Makinwa narrates the decade long search for happiness in a man she loved despite the lies, infidelity and deceit. Her story begins with the horrid loss of her parents at a young age and describes her relationship experiences to fill the void of her loss She mentions countless instances of his infidelity, warranting clear grounds to leave the relationship. However, because of love she stayed and endured 14 years of emotional abuse. Just in case you didn’t know, what makes his book ironic is the fact that she is a famous YouTuber who gives relationship advice. While many called her a hypocrite, her loyal fans commended her strength and resilience.
The release of Makinwa’s book may have shocked many, not because stories like this are unheard of, but because she made a public revelation of her private relationship to the world, which in the eyes of our people, is deemed foreign. In many African homes, women have traded their happiness to stay in abusive relationships confusing deception for forgiveness, lies for truth and hate for love.
I debated on writing a review of this book, but I feared it would be longer than the book itself, so I picked out 7 things that I thought would be beneficial for ladies to learn from Toke’s experience.
- Marriage is NOT the answer!
I’ll just leave this here. Moving on…
- “Not Every Time Heart, Sometimes Brain”

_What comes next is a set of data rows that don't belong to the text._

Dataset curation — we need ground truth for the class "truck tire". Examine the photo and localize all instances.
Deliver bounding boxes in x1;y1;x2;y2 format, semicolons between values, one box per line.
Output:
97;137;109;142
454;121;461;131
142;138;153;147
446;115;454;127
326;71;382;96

I don’t say this to be funny, but honestly, sometimes we need to rationalize some things. There should be a healthy balance between listening to your heart and thinking some things through. “… I am a helpless romantic”, Makinwa says. Every time Maje apologized, her “heart softened” only for him to do it again and again and again. When you are entering a relationship, your feelings may blind you to certain things, but it is up to you to think through what you are getting yourself into.
Learn to love yourself and be comfortable in your own skin. In the book, Maje tells her that his family thinks she is not good enough for him because she is not from the kind of background his family recognizes. Don’t let anyone tell you, you’re not good enough. Be confident in yourself and what you have. Her lack of self-love and worth seemed to ooze off every chapter but the last one. In realization, she states “how can you claim to love someone, if you don’t love yourself?” My advice to all the ladies! Don’t depend on any human being for love you can give yourself.
I’m sure everyone has heard the quote, “everyone can hear, very few listen”. Yes, there is a difference! Toke was told on countless occasions to leave Maje. She was blessed enough to be surrounded by family and friends who loved her enough to tell her the truth. Ladies, if you hear something about your man cheating from more than 3 different people, it’s grounds to inquire about it. In Toke’s case, she did. He admitted he was cheating and had babies from other women. Even Maje’s sister advised against being with her brother. “Don’t marry my brother until you hear from God directly” she says. For a man’s sister to not recommend her blood to her fellow woman is a BIG red flag! Yes, we all have haters but this was a classic example of an open book exam.
- Independence and Financial Freedom
One of the up sides to her whole story was her financial freedom and being somewhat of an independent woman. Despite her difficulty in the love category, she worked towards her dreams of becoming a radio/ television personality. According to her, it was the only thing she looked forward to and gave her joy. This is a lesson to all the ladies who plan on depending on someone else for their financial needs. God forbid you end up in a situation like hers’, how will you be able to support yourself? That’s why it is important to work on yourself and become financially stable before going to any relationship. Make sure you have things for yourself and not depend on your fellow human being for your means of survival. Toke’s heart went out to those women who had no means to leave abusive relationships where they have to endure brutal treatment.
Honestly, her faith is the only thing that gave light to the horrible experience she suffered for more than a decade. She narrates how she came from a Christian home and how her walk and relationship with God was strengthened through her experience. If you believe in God, I strongly suggest you build a strong relationship with him before embarking on a relationship with a fellow human being.
- Forgive for your own sake!
Last, but certainly not least, forgiveness. Forgive not for the purpose of the person, but for you. There is a huge sense of relief when you forgive someone.